Usando o e-mail da Hian Pilot, acessei o portal de agendamento de funcionários. Encontrei o formulário de suspensão temporária de responsabilidade fiduciária. Nele, citei negligência grave e descumprimento dos novos protocolos de pagamento. Assinei com meu nome: Luna Cruz, auditora, autoridade temporária do projeto. Imprimi o formulário na copiadora com o restante do meu caixa pequeno. Colei-o na porta da cabine de comando antes do início do segundo turno da noite.

Com efeito imediato, as operações do turno da noite foram suspensas até a conclusão da análise financeira. O guichê ficou fechado das 22h às 6h.

Ele havia impedido o desfalque daquela noite.

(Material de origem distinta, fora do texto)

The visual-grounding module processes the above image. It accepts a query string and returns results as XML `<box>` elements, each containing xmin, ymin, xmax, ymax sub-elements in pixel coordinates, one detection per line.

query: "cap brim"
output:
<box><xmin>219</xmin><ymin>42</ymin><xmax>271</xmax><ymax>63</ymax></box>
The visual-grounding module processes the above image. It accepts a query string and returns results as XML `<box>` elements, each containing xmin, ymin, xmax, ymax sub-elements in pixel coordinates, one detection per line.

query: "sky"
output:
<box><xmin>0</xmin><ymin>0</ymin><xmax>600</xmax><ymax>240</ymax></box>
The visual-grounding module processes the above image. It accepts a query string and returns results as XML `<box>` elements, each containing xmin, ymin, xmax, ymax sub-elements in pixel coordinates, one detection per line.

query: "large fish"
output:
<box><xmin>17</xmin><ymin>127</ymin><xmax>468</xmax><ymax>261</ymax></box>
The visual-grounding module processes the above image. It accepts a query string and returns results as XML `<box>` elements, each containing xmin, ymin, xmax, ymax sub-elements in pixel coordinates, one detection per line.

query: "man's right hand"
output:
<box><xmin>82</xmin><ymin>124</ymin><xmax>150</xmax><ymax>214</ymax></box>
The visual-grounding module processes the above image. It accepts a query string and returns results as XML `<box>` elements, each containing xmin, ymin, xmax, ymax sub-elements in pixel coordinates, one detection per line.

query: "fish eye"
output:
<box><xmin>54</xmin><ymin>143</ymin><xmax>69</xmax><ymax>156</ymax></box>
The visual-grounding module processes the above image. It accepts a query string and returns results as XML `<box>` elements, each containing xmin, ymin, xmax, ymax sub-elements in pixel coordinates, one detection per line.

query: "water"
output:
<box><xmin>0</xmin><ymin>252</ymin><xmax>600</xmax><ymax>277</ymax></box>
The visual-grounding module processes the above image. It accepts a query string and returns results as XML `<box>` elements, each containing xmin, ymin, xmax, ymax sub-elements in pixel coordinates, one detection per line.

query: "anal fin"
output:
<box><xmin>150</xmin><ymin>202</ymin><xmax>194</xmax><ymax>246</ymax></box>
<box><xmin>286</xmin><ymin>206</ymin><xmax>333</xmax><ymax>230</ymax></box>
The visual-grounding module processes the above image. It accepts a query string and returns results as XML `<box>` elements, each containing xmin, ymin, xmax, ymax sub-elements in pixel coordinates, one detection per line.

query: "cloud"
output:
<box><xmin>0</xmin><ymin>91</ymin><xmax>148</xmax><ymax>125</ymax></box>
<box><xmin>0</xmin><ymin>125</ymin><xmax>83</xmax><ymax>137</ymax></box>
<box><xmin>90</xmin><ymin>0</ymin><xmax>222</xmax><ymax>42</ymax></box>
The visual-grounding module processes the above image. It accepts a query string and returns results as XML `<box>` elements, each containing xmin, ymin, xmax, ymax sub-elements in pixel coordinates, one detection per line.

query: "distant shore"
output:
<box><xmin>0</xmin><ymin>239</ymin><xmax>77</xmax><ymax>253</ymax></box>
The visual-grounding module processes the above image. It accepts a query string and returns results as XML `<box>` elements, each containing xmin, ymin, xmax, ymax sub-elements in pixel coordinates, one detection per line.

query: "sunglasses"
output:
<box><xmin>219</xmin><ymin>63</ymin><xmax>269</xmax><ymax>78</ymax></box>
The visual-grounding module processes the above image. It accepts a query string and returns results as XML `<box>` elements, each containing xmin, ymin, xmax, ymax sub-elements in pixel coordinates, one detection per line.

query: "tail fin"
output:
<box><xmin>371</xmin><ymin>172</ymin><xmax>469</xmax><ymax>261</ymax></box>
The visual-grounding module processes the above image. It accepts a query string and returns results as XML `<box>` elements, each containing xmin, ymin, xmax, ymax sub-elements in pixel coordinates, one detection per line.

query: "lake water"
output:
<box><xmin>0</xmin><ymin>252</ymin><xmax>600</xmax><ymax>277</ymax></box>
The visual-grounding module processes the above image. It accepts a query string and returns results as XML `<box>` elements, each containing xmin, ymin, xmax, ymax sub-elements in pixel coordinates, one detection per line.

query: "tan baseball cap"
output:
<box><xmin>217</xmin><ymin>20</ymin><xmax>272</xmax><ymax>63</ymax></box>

A reação negativa veio três horas depois. Não foi um telefonema. Foi um e-mail enviado para o endereço genérico de informações da Granite Yards, que eu havia encaminhado para minha conta piloto. O remetente era anônimo, uma sequência de números aleatórios. O assunto estava em branco. A mensagem consistia em quatro palavras:

Não toquem no nosso dinheiro.

Anexei uma fotografia. Não era minha. Era do meu carro estacionado na esquina. Um close da minha placa, tirada no escuro.

Meu sangue gelou.

Eles não estavam apenas com raiva. Estavam me observando. Sabiam quem era meu alvo. Aquilo não era mais uma auditoria corporativa. Eu era um alvo.

Eu devia ter ido embora. Devia ter ido para um hotel, mas não tinha dinheiro. E esta foi a prova.

Se você falhar, nunca chegaremos a nos conhecer.

Fiquei. Tranquei as portas. Sentei-me no banco de trás, sob o batente da janela. Encostei minha caixa de papelão com material de escritório em uma porta e minha mochila na outra. Peguei o spray de pimenta que guardava na bolsa.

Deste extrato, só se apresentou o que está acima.